There are also the I Love Local offerings in the Progress Building, with dishes made by Western Fair District staff, such as Ontario burgers with beef, pork skewers, smoked turkey figures and grilled flat breads, as well as performances by local musicians .

Top of the Fair executive chef Neil Mackay said that there are no new food creations this year.

"What we have offered last year has been very well received and that is why we have not added it," said Mackay, before adding: "We have slightly modified some recipes to perfect them."

He said that fair-goers are fond of tasting different types of food, and prefer to park their diet at the door.

"I think it's just an excuse to eat all those (heat) extremes (like fried treats)," Mackay said. "There are certain foods that improve the fair experience – the cotton candy, the pogos and so on."

Then there is Bandolini, who walks around in most genres and plays "timeless, classical music".

"It has been learned through a perfect storm of skills learned over the years," said David, 55, of Kitchener, who spends Canada and the US at trade fairs and events from June to October every year since the late 1990s. when he played in bands.

After gaining a specialization in sculpting at the university, David went to work as a salesman and then played in bands for a number of years before he grew into a one-man band.

"I got the clean bug in the small town outside of Sarnia (Brigde) where I grew up and in a way it has become a lifestyle for me.

David said that he is a one-man band – he has a repertoire of more than 100 songs from Neil Young to Led Zeppelin, AC / DC, folk and roots and other familiar tunes – is "like a dance."

"That's the best way to describe it," said David, who returns to the show after a seven or eight-year break.

"You do movements as if you were dancing and staying on time."

His guitar has been adapted so that he can switch from acoustic to electric, banjo or resonator with the press of a button.
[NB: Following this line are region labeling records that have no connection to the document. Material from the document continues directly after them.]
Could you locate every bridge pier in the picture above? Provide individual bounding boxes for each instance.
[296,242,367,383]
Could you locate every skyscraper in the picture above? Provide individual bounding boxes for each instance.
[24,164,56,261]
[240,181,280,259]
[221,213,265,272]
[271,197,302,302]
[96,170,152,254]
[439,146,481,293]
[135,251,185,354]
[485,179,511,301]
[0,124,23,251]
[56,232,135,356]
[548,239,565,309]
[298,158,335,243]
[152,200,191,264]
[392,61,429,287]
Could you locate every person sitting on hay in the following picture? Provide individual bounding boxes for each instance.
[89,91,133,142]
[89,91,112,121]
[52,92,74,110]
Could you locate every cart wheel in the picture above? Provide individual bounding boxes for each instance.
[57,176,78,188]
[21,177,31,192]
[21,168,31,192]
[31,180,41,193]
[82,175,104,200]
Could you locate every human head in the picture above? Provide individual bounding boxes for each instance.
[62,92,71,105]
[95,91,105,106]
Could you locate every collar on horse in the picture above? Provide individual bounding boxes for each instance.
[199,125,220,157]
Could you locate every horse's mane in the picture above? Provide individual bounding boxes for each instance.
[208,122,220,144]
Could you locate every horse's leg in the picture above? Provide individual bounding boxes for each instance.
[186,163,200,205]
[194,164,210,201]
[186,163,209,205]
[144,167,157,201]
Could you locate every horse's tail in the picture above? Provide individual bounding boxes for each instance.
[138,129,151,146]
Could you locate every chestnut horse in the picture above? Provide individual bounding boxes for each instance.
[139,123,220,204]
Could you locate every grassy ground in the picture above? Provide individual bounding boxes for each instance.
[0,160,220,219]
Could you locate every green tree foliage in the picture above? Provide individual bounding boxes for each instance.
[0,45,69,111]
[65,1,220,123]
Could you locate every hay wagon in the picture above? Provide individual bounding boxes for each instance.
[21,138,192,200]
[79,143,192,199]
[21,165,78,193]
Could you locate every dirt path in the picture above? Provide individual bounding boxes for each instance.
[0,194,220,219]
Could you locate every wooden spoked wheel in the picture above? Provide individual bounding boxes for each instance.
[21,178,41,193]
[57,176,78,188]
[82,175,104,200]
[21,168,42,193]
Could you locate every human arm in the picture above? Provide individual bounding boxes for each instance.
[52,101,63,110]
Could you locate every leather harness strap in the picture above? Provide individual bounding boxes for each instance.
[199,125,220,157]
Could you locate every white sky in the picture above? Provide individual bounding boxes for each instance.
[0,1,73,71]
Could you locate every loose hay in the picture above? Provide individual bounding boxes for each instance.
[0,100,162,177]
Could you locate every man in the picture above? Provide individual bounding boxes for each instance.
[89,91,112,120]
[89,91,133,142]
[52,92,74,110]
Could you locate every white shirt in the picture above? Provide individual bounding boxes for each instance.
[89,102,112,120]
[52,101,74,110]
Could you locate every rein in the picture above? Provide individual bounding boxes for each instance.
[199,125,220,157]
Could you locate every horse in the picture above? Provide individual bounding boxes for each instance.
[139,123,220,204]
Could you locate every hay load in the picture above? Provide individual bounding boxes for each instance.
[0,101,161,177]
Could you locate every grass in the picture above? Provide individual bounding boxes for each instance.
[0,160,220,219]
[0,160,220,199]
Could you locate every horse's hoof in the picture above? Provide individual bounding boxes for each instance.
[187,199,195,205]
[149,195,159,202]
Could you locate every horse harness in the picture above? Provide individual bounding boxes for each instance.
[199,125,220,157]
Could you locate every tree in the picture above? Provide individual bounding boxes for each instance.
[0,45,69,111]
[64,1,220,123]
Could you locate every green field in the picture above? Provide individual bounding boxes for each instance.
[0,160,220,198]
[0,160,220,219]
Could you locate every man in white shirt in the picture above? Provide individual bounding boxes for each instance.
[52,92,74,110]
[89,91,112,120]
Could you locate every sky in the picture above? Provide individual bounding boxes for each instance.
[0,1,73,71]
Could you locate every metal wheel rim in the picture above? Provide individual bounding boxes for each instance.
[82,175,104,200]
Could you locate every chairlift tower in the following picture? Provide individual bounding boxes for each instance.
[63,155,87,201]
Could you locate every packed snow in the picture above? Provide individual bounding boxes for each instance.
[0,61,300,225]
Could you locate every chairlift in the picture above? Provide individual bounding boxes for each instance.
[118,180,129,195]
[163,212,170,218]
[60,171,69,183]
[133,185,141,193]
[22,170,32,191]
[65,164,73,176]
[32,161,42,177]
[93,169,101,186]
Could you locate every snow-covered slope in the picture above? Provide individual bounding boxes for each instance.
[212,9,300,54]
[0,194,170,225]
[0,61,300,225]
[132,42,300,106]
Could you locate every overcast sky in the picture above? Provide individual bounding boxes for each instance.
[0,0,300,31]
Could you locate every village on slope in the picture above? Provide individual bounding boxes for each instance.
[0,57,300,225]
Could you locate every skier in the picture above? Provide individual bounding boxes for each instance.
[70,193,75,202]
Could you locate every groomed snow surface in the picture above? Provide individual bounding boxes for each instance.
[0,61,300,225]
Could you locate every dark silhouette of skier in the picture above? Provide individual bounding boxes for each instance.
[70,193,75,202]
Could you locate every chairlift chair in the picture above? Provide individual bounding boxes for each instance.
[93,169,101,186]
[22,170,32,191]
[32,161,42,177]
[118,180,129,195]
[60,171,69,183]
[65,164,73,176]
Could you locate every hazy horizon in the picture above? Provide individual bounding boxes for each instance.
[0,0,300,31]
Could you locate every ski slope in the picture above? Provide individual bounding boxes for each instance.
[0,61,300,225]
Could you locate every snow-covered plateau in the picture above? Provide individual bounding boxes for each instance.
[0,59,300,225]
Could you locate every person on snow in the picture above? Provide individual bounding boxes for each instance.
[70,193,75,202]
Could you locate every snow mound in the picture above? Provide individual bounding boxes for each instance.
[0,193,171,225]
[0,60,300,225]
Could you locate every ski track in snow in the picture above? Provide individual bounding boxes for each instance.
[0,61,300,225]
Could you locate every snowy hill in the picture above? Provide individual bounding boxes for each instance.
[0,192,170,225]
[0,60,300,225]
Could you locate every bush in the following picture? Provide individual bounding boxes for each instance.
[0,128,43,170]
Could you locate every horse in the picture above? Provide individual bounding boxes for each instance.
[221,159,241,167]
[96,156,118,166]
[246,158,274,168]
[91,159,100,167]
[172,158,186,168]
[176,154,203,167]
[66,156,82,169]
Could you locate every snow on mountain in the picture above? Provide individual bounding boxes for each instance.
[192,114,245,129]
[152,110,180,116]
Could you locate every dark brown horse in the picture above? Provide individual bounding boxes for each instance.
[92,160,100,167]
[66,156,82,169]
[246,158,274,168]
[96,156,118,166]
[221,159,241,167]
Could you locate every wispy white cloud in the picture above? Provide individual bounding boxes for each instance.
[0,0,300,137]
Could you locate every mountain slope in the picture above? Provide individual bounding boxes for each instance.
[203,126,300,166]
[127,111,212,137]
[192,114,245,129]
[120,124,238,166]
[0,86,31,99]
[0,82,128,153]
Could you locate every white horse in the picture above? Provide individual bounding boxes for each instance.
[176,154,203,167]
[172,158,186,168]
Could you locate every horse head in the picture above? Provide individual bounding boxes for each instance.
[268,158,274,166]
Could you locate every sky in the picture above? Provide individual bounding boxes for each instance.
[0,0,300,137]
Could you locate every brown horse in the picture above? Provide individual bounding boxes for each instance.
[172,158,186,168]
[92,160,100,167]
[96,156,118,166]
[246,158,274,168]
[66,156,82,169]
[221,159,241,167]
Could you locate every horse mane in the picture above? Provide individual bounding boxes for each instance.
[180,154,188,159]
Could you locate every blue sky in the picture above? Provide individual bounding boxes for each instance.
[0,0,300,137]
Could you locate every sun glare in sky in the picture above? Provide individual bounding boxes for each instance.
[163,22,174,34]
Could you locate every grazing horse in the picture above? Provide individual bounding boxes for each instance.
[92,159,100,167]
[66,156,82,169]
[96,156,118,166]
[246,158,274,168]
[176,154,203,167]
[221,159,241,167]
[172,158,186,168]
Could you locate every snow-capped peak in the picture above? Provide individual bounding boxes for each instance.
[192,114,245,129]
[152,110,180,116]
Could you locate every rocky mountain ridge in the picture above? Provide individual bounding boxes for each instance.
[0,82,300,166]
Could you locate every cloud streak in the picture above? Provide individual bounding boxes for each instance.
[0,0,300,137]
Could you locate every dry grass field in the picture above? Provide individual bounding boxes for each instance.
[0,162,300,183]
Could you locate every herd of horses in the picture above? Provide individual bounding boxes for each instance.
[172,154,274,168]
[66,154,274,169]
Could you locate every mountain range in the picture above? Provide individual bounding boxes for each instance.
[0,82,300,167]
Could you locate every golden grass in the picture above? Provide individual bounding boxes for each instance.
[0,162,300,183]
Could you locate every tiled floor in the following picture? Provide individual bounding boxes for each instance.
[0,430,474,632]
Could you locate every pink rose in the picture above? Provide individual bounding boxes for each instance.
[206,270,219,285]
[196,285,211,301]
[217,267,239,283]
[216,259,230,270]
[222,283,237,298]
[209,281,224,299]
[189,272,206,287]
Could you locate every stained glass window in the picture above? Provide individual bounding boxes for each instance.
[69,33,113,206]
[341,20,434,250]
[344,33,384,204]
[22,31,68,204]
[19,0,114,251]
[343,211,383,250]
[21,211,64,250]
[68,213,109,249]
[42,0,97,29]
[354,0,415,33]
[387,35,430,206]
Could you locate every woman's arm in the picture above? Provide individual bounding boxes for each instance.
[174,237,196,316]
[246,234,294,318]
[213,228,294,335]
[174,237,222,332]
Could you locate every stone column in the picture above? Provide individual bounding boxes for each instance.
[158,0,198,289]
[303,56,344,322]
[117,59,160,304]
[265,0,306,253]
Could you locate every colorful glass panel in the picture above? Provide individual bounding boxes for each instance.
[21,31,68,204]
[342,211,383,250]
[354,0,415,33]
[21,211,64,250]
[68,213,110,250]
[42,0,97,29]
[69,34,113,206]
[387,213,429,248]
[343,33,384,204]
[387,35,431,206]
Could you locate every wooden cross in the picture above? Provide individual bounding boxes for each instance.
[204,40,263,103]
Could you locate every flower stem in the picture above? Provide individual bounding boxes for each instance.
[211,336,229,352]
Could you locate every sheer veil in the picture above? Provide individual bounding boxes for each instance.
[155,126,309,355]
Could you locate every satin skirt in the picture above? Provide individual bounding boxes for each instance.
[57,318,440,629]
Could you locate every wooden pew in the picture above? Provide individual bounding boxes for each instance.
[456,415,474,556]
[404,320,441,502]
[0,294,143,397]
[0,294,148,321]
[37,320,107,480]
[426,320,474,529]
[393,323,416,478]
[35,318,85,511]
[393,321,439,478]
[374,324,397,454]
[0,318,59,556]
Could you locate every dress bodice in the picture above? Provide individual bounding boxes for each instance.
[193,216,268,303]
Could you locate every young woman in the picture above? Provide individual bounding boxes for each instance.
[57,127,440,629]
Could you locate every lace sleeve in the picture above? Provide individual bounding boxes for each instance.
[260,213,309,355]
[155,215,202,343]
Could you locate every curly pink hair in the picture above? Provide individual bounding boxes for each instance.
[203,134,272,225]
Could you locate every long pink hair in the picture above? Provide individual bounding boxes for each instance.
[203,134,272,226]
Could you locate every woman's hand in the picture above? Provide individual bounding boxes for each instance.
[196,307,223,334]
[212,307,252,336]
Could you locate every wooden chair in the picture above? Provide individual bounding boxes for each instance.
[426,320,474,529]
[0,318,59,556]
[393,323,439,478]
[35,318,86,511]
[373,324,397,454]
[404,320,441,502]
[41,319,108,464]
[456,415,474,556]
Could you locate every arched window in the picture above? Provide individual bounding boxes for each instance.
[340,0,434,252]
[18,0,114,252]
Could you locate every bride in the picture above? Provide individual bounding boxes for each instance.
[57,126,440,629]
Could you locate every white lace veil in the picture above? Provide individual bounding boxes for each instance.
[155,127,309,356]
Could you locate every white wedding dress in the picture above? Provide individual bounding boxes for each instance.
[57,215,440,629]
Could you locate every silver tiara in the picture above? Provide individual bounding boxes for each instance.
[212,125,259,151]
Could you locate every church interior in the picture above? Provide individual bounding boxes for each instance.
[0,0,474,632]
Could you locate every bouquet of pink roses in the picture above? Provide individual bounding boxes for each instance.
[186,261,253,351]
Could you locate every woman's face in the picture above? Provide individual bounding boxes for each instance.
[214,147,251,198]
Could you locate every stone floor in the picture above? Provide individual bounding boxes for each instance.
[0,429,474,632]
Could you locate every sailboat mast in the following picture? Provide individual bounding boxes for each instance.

His customized sound system is contained in what looks like an old-fashioned radio on wheels that is controlled remotely.

He plays all instruments with "no looping machine, drum machine or recorded background tracks – I totally agree."

"When I played guitar in a band, I always jumped around on stage, so taping drums to my back was not that big," said David, who will perform three shows daily at 4.30pm, 7pm hours. and 8:30 am at different locations.

He played last May at events for the Toronto Raptors, Maples Leafs and even at Parliament Hill in Ottawa at the Center Block for MPs.

But the most memorable, sincere idea he ever did, David said, was at a fairground in the southwestern United States where he met a family with a child who was deaf and blind.

"I saw the parents and they used their hands to try to explain what was going on and I let him climb up on my sound system, so that he could feel the music that had no dry eyes in the park when he elation and joy on his face saw face and that was really something, "he said.

"It is still a great joy for me to be honest and to have a smile from the children, I feel like helping people forget what problems they have in their personal lives or problems in the world that day."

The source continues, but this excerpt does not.